"Stavamo passando da un'economia socialista a una di mercato. C'era molta eccitazione ma anche paura. Quando ci dissero che la nostra azienda sarebbe stata acquistata da un italiano, tutte le incertezze che già avevamo, presero il sopravvento". Frau Heike Florenz da 40 anni lavora alla Berlin Chemie, e oggi ricorda col sorriso quel giorno di 26 anni fa quando ai dipendenti della fabbrica chimica berlinese fu comunicato il loro futuro. A vincere la gara per la privatizzazione dell'area industriale della ex DDR era stato infatti Alberto Aleotti, allora presidente del gruppo Menarini, prima industria farmaceutica italiana.

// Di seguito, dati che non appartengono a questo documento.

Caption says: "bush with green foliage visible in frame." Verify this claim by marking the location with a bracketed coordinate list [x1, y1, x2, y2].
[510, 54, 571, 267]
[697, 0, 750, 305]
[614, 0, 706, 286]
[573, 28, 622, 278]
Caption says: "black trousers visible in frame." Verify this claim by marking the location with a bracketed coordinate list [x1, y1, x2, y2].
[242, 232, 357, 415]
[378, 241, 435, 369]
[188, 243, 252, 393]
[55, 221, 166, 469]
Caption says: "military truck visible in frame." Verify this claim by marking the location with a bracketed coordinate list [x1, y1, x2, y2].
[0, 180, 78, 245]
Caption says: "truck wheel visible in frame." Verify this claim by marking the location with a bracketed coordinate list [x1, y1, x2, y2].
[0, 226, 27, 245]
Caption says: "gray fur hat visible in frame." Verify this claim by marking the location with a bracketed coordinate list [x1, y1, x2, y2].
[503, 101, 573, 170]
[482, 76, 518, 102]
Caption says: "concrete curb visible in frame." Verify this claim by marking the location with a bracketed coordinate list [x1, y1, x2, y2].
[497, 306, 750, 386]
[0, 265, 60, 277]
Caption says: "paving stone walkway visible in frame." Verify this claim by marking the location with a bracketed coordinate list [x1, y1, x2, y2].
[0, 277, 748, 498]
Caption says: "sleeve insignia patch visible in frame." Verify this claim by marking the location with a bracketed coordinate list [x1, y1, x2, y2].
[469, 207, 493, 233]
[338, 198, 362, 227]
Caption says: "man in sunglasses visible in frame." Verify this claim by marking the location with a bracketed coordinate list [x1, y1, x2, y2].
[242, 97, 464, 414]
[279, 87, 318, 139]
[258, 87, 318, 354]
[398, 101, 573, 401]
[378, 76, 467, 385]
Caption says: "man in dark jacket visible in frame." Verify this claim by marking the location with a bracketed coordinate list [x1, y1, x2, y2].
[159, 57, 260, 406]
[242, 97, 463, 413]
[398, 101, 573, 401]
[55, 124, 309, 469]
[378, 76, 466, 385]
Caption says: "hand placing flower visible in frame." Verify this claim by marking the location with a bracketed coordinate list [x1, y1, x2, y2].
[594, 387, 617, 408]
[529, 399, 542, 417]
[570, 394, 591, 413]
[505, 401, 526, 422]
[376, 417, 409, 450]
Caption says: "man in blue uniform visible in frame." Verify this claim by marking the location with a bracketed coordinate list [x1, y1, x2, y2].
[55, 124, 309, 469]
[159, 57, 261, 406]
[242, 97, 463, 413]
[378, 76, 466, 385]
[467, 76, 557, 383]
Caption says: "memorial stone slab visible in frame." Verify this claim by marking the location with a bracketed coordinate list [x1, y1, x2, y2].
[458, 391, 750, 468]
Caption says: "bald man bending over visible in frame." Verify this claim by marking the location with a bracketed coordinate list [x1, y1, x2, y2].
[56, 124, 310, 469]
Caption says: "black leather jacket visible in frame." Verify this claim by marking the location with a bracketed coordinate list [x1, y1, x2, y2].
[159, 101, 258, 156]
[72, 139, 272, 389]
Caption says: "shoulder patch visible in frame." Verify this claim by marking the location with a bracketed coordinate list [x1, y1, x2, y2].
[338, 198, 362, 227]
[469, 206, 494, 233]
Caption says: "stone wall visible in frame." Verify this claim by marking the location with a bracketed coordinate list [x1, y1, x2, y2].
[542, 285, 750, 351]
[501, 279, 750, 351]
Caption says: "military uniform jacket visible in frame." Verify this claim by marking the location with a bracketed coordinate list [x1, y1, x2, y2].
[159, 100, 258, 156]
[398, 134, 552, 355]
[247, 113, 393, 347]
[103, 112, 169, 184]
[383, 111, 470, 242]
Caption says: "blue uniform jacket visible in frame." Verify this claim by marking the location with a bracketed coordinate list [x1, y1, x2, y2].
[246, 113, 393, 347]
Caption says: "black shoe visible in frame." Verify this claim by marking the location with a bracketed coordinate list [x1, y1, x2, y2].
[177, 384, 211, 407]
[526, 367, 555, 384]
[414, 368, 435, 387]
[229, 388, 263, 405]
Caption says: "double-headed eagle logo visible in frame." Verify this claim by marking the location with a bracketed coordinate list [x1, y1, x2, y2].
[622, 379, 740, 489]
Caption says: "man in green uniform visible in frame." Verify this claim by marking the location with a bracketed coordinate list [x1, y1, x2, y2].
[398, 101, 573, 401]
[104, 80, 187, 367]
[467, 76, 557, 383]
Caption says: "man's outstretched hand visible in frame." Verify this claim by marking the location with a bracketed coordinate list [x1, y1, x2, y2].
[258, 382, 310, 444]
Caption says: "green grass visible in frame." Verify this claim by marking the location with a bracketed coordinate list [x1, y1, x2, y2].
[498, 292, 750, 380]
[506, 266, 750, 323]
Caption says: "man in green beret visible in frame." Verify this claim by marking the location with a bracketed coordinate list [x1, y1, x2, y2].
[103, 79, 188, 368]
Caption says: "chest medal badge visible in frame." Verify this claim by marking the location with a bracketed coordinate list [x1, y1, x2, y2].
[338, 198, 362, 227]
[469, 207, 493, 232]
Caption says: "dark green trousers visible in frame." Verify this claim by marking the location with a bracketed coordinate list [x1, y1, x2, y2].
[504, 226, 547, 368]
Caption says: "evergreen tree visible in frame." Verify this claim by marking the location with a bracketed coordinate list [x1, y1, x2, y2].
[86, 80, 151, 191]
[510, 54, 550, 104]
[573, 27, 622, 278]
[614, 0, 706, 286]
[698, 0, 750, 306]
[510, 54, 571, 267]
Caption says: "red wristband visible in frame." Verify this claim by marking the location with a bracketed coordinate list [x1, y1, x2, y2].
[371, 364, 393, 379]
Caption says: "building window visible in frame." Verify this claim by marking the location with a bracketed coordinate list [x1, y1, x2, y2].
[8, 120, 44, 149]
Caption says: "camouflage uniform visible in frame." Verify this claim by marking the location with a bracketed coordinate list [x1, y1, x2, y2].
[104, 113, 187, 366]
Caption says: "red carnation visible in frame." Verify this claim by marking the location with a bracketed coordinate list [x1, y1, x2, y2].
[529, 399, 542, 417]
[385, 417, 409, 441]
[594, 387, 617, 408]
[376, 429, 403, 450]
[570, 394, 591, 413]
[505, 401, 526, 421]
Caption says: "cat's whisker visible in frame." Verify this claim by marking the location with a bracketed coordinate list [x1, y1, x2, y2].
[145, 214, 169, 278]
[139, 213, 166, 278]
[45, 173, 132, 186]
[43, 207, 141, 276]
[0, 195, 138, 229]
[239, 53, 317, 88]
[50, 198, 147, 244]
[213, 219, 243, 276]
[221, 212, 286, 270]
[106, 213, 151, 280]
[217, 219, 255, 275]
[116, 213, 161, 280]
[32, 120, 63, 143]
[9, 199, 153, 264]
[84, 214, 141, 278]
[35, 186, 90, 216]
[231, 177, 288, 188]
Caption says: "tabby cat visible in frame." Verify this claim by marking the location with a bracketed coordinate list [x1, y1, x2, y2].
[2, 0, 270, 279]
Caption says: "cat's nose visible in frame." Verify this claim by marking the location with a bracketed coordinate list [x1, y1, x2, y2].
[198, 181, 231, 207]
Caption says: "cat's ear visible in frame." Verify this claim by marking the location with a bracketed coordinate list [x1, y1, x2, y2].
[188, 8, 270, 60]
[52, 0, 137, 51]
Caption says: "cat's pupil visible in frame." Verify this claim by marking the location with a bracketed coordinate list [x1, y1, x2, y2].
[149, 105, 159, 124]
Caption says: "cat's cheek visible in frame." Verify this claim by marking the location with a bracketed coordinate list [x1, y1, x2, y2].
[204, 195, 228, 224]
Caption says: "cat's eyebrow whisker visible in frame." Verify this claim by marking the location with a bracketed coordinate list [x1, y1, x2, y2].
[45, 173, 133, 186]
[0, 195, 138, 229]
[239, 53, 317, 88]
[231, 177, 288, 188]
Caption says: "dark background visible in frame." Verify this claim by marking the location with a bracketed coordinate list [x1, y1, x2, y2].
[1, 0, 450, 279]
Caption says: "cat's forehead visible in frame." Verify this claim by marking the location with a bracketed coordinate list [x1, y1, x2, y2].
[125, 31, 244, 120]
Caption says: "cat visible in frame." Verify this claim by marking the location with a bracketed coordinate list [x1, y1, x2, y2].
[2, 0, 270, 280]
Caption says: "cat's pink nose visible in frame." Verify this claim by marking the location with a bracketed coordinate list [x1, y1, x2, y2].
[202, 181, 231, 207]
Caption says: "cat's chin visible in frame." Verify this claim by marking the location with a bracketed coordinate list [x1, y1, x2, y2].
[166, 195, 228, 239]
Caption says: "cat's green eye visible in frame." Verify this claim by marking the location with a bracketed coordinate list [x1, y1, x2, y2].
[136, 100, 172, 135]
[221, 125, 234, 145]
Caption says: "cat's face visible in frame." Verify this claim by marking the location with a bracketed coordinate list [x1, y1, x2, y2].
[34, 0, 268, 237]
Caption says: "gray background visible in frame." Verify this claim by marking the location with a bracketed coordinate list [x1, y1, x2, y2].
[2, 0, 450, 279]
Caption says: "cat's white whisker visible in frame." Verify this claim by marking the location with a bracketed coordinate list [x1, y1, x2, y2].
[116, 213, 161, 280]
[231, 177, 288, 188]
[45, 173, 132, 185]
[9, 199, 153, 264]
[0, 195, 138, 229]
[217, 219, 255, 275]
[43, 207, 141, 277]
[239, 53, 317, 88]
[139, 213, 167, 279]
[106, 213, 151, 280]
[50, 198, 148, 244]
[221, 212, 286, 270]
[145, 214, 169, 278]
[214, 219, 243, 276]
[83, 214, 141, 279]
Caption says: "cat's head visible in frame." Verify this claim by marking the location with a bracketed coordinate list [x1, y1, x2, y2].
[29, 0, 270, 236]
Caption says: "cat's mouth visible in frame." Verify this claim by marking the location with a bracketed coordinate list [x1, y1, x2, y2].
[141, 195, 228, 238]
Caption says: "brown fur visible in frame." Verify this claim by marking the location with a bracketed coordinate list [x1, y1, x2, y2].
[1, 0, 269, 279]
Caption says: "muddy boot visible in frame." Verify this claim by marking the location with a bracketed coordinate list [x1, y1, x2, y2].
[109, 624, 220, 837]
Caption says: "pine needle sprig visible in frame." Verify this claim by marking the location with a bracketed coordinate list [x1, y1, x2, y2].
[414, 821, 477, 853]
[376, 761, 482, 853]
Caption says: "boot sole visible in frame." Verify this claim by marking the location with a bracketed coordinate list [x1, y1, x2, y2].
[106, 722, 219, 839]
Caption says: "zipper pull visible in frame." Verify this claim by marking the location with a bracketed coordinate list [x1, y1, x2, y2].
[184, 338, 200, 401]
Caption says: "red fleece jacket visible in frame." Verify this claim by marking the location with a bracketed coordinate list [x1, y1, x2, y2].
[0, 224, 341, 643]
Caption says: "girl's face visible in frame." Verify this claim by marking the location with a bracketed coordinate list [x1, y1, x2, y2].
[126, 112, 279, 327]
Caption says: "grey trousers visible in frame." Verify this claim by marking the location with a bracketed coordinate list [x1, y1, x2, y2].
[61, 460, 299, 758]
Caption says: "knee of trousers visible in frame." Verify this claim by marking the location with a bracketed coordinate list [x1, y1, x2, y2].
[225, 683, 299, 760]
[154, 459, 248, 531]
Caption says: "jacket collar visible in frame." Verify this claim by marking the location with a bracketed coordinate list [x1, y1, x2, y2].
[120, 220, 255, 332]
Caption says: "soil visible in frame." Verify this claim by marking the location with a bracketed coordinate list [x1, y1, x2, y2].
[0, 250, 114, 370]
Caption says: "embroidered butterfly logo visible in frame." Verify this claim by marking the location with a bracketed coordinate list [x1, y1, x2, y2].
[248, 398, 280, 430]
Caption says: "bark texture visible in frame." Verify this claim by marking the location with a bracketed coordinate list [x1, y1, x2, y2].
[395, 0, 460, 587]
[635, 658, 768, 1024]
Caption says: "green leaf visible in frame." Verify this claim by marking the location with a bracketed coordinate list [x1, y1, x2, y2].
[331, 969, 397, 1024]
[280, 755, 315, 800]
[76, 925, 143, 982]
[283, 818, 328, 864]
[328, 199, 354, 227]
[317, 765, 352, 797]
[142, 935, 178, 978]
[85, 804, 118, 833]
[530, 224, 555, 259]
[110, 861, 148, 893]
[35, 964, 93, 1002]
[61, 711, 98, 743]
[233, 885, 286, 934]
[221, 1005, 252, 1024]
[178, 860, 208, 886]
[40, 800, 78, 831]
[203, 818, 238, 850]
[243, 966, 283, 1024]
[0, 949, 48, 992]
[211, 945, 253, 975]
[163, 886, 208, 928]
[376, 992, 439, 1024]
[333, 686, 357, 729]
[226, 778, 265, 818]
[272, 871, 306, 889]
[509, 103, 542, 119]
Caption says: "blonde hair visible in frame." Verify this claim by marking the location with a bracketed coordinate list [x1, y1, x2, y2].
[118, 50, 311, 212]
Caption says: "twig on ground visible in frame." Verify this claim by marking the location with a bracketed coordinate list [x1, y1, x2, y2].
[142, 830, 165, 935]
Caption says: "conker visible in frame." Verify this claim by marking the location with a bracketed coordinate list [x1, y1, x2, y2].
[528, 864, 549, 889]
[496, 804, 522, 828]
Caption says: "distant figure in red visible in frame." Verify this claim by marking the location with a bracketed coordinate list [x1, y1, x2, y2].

"Quando nel 1992 acquistammo i 400.000 metri quadri della Berlin Chemie, si trattava non solo di ristrutturare la produzione industriale e adeguare la struttura produttiva agli standard GMP ma anche di cambiare la mentalità, dopo 45 anni di comunismo. Nella DDR, c'era salario garantito e non esisteva la disoccupazione ma c'era anche una bassa produttività e non esisteva la figura dell'informatore scientifico", spiega Attilio Sebastio, Chief Financial Officer della Berlin Chemie. A questo si aggiungeva l'altissimo tasso di disoccupazione che, nella ex Germania Est, seguì il crollo del Muro di Berlino: i dipendenti della fabbrica dimezzarono in 3 anni, passando da 3.000 nell'1989 a 1.268 nel 1992. "Rispetto agli italiani eravamo reciprocamente curiosi ma scettici", racconta Frau Heike, per cui la Berlin Chemie è quasi una famiglia, visto che vi hanno lavorato anche il marito e il figlio. "Il primo contatto che ebbi col dottor Aleotti - prosegue - fu subito dopo la privatizzazione. Ci promise che avrebbe fatto tornare grande questa azienda. In pochi ci cedettero ma in effetti tutto quello che ha detto lo ha realizzato". Ora la Berlin Chemie conta su 1,6 miliardi di euro di fatturato, quasi la metà di tutto il gruppo Menarini (3,6).
"Vincemmo la gara al nostro piano di ristrutturazione, un piano di cui abbiamo rispettato ogni punto. E che ha fatto della Berlin Chemie uno dei pochi esempi di privatizzazione riuscita della ex Repubblica Democratica Tedesca", spiega Sebastio. Oggi, gli edifici storici stanno per essere abbattuti e l'intera zona di insediamento originale bonificata mentre, poco distante, si estende la nuova Berlin Chemie-Menarini dove si produce 7 giorni su 7 in spazi rinnovati e laboratori ad altissima tecnologia. In questo microcosmo, l'anima italiana e quella tedesca si incontrano unendo precisione e organizzazione da un lato, creatività e la flessibilità dall'altro. "Italiani e tedeschi sono molto diversi di temperamento - conclude Heike - ma col tempo ne è nata una ottima simbiosi".